Jesus came to Nazareth, where he had grown up,
and went according to his custom
into the synagogue on the sabbath day.
He stood up to read and was handed a scroll of the prophet Isaiah.
He unrolled the scroll and found the passage where it was written:The Spirit of the Lord is upon me,
because he has anointed me
to bring glad tidings to the poor.
He has sent me to proclaim liberty to captives
and recovery of sight to the blind,
to let the oppressed go free,
and to proclaim a year acceptable to the Lord.

Rolling up the scroll,
he handed it back to the attendant and sat down,
and the eyes of all in the synagogue looked intently at him.
He said to them,
“Today this Scripture passage is fulfilled in your hearing.”
And all spoke highly of him
and were amazed at the gracious words that came from his mouth.
They also asked, “Is this not the son of Joseph?”

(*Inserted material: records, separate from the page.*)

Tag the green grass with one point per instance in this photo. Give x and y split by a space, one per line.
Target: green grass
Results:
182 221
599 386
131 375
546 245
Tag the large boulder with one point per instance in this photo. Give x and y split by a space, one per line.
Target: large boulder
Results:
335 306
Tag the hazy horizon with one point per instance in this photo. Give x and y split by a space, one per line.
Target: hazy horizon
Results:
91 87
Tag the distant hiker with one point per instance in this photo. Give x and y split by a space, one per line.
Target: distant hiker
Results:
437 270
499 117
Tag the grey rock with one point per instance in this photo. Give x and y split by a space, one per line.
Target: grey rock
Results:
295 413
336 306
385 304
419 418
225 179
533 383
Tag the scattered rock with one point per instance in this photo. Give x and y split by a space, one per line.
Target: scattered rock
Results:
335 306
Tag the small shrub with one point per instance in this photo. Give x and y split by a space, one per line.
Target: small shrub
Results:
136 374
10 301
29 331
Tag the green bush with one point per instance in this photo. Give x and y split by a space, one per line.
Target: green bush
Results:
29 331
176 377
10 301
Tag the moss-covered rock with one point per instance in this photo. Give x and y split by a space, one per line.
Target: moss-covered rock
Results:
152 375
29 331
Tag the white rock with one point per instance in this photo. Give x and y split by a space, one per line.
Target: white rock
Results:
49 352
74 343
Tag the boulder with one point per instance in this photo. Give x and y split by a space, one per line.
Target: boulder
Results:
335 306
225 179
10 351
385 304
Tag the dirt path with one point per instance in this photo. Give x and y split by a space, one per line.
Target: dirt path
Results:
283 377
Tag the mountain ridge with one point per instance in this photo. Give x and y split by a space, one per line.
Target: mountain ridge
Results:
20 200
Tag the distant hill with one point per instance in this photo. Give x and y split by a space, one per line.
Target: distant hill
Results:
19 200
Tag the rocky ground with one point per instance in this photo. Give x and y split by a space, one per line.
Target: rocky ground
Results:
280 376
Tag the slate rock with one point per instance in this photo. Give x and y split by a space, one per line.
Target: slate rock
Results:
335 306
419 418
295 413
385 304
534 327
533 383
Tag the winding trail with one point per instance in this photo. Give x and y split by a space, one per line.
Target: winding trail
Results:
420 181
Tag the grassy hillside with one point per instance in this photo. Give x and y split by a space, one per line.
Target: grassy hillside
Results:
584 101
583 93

He said to them, “Surely you will quote me this proverb,
‘Physician, cure yourself,’ and say, ‘Do here in your native place
the things that we heard were done in Capernaum.’”
And he said,
“Amen, I say to you, no prophet is accepted in his own native place.
Indeed, I tell you,
there were many widows in Israel in the days of Elijah
when the sky was closed for three and a half years
and a severe famine spread over the entire land.
It was to none of these that Elijah was sent,
but only to a widow in Zarephath in the land of Sidon.
Again, there were many lepers in Israel
during the time of Elisha the prophet;
yet not one of them was cleansed, but only Naaman the Syrian.”
When the people in the synagogue heard this,
they were all filled with fury.
They rose up, drove him out of the town,
and led him to the brow of the hill
on which their town had been built, to hurl him down headlong.
But he passed through the midst of them and went away.